Dutch Finance Minister Jan Kees de Jager, the most outspoken of Greece's creditors, said the Netherlands could not approve the rescue package until Greece had met all its obligations. But the chairman of the Eurogroup, Jean-Claude Juncker, said Athens had met all the prior conditions demanded of it.
Finland, another stern creditor, signed a side-deal with Greece for Greek banks to provide collateral in cash and highly rated assets in return for Finnish loan guarantees, removing one long-running obstacle.
DOUBTS OVER COMMITMENT
Skeptics question whether a new Greek government will stick to the deeply unpopular program after elections due in April, and believe Athens could again fall behind in implementation, prompting exasperated lenders to pull the plug once the euro zone has stronger financial firewalls in place.
Several thousand Greeks demonstrated on Sunday against the austerity measures to reduce the country's debt, although the numbers were much lower than protests a week earlier which saw building in Athens torched and looted.
While there are doubts in Germany and other countries that Greece will be able to meet its commitments, including implementing 3.3 billion euros of spending cuts and tax increases, officials said they were closing in on a deal.
Greek Prime Minister Lucas Papademos, International Monetary Fund Managing Director Christine Lagarde and ECB President Mario Draghi were all attending the Brussels talks in a sign they were likely to be decisive.
European shares hit a seven-month high and the euro rose on Monday as expectations of an agreement boosted investor appetite for riskier assets.
Under one crucial element of the deal, Greece will have around 100 billion euros of debt written off via a restructuring involving private-sector holders of Greek government bonds.
Banks and insurers will swap bonds they hold for longer-dated securities that pay a lower coupon, resulting in a real 70 percent reduction in the value of the assets.
The bond exchange is expected to launch on March 8 and complete three days later, Athens said on Saturday.
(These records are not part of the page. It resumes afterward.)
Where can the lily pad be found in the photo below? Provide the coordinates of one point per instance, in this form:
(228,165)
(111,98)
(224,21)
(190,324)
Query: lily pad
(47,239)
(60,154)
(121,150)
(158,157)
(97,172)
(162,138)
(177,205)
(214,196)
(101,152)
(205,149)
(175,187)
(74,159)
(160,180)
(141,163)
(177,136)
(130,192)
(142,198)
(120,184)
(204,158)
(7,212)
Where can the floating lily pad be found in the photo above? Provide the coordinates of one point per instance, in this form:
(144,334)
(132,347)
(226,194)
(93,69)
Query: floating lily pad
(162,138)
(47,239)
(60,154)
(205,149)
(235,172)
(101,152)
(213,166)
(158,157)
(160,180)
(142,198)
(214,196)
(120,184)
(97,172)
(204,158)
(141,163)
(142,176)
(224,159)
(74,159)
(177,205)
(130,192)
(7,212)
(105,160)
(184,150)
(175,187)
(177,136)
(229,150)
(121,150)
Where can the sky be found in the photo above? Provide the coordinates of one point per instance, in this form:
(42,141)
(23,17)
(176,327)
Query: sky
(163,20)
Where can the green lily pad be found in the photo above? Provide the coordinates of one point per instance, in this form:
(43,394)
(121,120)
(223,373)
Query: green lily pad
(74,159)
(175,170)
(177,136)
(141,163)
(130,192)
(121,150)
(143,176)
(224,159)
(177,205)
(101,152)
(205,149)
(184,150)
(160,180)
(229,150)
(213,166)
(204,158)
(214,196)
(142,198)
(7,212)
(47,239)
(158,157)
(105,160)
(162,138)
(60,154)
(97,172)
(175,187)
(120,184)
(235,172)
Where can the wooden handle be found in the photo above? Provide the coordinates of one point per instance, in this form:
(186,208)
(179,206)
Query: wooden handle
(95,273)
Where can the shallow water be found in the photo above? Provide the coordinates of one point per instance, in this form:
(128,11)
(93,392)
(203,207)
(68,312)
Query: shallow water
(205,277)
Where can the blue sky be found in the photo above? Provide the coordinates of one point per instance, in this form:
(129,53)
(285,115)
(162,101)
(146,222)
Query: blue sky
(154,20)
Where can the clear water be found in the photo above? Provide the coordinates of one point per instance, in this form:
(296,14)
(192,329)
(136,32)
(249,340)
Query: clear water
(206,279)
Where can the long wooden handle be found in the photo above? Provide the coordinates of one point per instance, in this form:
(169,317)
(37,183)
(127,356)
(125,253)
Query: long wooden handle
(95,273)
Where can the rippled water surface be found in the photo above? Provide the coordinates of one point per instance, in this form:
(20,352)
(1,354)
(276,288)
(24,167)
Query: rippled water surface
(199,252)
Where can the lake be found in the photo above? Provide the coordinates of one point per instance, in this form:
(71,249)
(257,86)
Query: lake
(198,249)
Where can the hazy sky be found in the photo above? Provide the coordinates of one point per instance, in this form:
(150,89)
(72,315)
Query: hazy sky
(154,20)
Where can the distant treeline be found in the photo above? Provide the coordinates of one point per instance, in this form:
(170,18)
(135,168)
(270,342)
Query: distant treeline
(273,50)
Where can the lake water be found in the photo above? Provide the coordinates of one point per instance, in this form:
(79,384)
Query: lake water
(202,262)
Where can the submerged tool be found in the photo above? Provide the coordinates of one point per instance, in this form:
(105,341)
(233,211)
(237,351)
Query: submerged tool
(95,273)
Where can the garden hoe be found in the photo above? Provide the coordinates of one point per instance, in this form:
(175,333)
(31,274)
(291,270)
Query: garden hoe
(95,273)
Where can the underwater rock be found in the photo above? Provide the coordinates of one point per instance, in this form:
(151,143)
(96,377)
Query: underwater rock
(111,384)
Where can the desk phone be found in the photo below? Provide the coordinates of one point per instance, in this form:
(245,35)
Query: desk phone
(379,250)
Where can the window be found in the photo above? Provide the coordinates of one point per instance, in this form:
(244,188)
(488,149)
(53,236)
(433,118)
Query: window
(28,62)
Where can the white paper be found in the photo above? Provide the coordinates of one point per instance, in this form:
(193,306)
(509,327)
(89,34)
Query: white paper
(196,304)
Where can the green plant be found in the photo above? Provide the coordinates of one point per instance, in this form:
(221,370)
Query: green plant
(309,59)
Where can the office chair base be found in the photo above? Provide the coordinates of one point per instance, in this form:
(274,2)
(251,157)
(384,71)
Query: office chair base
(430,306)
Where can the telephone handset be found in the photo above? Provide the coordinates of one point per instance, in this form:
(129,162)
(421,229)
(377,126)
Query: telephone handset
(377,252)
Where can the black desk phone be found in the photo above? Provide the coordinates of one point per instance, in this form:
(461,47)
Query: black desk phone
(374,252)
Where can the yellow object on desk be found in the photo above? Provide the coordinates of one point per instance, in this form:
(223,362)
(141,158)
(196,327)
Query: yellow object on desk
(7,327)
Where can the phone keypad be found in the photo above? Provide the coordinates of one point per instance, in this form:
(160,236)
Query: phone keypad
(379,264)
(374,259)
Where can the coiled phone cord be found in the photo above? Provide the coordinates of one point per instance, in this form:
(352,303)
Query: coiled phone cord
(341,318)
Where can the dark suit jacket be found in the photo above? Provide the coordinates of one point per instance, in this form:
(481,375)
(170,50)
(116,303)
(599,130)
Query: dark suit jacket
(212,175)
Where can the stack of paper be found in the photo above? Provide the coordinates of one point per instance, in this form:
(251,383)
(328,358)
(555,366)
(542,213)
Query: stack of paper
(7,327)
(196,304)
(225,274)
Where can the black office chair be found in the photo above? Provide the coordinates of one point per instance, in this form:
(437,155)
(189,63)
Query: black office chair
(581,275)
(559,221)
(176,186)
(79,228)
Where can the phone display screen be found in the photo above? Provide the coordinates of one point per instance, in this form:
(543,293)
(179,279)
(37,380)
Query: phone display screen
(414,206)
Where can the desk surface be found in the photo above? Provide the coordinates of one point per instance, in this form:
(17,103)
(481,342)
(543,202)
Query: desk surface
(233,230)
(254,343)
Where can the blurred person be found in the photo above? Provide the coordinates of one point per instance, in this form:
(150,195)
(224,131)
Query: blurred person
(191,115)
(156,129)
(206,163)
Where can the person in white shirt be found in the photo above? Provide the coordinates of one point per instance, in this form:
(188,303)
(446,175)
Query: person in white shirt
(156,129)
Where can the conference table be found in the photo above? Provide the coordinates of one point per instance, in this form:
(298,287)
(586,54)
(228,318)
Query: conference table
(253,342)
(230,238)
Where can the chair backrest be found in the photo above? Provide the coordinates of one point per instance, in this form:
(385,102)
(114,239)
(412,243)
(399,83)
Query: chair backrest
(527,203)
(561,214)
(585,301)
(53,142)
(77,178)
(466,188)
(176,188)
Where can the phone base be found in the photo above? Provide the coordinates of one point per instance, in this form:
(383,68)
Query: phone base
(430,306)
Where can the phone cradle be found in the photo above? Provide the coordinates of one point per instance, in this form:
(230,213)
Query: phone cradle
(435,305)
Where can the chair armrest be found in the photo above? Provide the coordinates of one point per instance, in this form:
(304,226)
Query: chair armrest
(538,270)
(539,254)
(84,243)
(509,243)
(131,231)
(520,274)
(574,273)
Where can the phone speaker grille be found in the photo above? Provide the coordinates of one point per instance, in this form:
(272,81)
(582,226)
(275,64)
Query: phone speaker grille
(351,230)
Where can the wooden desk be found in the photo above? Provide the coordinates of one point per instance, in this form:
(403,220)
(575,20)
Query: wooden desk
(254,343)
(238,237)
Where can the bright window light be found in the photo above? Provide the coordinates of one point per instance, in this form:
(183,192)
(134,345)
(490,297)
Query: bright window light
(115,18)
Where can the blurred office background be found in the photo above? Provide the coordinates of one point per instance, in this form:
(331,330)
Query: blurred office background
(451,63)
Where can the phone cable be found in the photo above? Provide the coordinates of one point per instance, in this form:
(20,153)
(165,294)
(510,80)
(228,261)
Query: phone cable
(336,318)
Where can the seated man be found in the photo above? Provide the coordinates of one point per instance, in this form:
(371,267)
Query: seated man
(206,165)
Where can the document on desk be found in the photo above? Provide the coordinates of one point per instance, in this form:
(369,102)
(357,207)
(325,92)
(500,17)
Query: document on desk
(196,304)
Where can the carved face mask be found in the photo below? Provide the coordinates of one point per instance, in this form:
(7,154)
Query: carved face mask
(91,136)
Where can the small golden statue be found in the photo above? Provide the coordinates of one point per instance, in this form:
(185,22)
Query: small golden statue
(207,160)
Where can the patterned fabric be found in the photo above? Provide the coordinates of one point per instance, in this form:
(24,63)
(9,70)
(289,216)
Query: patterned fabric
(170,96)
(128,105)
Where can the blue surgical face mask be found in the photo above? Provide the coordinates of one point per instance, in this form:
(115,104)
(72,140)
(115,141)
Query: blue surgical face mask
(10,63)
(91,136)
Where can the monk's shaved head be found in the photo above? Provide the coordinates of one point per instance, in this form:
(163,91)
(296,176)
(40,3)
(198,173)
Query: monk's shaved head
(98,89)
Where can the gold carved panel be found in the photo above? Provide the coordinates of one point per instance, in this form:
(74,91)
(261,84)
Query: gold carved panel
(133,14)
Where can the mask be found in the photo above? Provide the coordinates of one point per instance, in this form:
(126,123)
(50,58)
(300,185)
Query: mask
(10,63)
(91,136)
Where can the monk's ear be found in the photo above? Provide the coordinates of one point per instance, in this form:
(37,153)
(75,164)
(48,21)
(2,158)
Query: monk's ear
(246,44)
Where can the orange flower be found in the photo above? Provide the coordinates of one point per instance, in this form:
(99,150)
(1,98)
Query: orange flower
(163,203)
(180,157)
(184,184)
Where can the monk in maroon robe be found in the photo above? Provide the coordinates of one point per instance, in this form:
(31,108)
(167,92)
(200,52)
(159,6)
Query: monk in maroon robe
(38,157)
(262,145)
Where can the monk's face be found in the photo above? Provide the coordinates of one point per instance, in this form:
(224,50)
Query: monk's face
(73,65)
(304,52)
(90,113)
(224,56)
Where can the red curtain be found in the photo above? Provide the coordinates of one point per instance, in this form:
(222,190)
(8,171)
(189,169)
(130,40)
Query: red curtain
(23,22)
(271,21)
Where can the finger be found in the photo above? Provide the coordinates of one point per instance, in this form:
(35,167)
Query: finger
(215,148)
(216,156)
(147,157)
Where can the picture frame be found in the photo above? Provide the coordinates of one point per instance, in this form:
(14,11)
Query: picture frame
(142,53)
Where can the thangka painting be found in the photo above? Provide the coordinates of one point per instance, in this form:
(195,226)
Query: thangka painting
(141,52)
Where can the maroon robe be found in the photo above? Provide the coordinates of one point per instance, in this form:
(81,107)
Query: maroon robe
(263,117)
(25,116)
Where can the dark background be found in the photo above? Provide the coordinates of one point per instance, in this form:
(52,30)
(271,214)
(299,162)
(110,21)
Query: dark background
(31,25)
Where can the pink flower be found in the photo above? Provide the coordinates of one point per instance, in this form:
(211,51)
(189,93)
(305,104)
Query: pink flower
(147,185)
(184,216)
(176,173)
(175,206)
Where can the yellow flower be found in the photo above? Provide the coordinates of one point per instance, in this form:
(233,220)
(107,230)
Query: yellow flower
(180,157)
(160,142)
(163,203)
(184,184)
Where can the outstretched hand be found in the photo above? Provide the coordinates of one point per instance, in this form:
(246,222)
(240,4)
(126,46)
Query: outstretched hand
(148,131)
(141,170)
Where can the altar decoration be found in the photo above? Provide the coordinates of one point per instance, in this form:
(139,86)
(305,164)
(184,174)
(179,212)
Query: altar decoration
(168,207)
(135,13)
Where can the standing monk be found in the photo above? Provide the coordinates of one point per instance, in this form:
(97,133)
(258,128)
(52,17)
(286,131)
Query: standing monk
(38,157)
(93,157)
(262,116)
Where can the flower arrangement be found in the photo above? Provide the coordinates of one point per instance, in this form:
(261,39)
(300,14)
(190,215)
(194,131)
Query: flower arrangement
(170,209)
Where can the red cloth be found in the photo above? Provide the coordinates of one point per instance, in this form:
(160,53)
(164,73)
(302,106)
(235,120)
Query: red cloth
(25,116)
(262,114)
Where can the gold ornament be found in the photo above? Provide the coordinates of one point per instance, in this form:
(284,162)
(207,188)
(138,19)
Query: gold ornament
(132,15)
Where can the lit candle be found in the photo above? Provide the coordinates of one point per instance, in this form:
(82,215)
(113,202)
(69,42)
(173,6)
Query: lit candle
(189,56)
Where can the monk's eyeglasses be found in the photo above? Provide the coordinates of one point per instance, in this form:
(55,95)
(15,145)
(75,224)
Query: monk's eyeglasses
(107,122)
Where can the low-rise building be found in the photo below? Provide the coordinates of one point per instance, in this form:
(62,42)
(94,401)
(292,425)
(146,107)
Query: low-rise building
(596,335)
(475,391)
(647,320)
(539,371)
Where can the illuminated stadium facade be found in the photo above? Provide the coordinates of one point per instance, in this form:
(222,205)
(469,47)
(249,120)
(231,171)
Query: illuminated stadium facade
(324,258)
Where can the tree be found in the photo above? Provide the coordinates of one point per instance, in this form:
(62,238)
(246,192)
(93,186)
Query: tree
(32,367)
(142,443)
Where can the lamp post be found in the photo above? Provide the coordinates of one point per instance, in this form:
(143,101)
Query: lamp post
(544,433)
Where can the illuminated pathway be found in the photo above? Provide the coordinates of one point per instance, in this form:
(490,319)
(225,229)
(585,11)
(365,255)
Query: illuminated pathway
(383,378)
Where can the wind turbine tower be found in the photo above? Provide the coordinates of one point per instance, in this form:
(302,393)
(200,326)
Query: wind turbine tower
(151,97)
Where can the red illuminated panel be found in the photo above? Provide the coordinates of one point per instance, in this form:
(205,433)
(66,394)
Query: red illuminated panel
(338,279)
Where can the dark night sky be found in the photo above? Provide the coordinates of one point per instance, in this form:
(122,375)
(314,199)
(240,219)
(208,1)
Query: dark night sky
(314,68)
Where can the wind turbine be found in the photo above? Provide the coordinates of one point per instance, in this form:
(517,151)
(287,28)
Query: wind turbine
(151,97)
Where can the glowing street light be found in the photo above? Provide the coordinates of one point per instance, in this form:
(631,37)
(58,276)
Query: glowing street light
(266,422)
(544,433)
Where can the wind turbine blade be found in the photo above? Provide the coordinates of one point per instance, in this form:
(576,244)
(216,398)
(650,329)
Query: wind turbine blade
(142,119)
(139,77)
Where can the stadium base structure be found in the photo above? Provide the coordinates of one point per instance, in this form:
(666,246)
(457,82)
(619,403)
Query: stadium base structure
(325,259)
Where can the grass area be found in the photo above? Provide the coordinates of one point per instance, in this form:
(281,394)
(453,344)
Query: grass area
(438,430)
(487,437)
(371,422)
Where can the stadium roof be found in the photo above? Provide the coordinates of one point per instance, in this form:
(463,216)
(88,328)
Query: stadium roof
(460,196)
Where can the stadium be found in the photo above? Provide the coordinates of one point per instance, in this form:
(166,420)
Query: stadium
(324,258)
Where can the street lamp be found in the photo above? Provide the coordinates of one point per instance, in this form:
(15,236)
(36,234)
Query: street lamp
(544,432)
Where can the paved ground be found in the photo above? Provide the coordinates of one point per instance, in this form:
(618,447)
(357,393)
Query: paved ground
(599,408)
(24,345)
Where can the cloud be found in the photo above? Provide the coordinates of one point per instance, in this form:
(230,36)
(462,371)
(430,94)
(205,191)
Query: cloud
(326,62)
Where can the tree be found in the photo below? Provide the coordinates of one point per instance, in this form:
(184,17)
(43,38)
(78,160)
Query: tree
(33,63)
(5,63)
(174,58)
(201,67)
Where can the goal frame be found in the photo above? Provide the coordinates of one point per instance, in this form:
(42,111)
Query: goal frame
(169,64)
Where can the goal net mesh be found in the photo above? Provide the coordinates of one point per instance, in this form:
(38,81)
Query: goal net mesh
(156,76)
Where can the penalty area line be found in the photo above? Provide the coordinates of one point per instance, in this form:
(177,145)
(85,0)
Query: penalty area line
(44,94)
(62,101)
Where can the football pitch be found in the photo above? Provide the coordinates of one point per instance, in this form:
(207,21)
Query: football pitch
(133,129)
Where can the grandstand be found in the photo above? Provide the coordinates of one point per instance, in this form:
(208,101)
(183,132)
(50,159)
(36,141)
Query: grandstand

That means a 14.5-billion-euro bond repayment due on March 20 would be restructured, allowing Greece to avoid default.
The vast majority of the funds in the 130-billion-euro program will be used to finance the bond swap and ensure Greece's banking system remains stable: 30 billion euros will go to sweeteners to get the private sector to sign up to the swap, 23 billion will go to recapitalize Greek banks.
A further 35 billion will allow Greece to finance the buying back of the bonds, and 5.7 billion will go to paying off the interest accrued on the bonds being traded in.
Those numbers could change during Monday night's talks given the scramble to meet the overall objective of reducing Greece's debts from 160 percent of GDP to around 120 by 2020.
MEETING THE TARGET
The debt sustainability report delivered to ministers last week showed that without further measures, Greek debt would only fall to 129 percent by 2020.
The IMF has said if the ratio cannot be cut to near 120 percent, it may not be able to help finance the bailout.
A number of measures, including restructuring the accrued interest portion, reducing the sweeteners and having euro zone central banks take part in the debt swap are being considered to move the figure closer to 120 percent.
There are also discussions about marginally lowering the interest rate on 110 billion euros of bilateral loans already made to Greece in May 2010, the first package of support.
The biggest difference would be made by involvement of the ECB and national euro zone central banks.
A deal would provide immediate relief to Athens and financial markets but no one is pretending it will end Greece's problems. Figures last week showed its economy shrank 7 percent year-on-year in the last quarter of 2011, much more than expected, with further cuts likely to make matters worse.
The troika of European Commission, ECB and IMF, responsible for monitoring Greece's reform progress, carries out quarterly reviews and could decide Athens is not meeting its commitments at any one of them.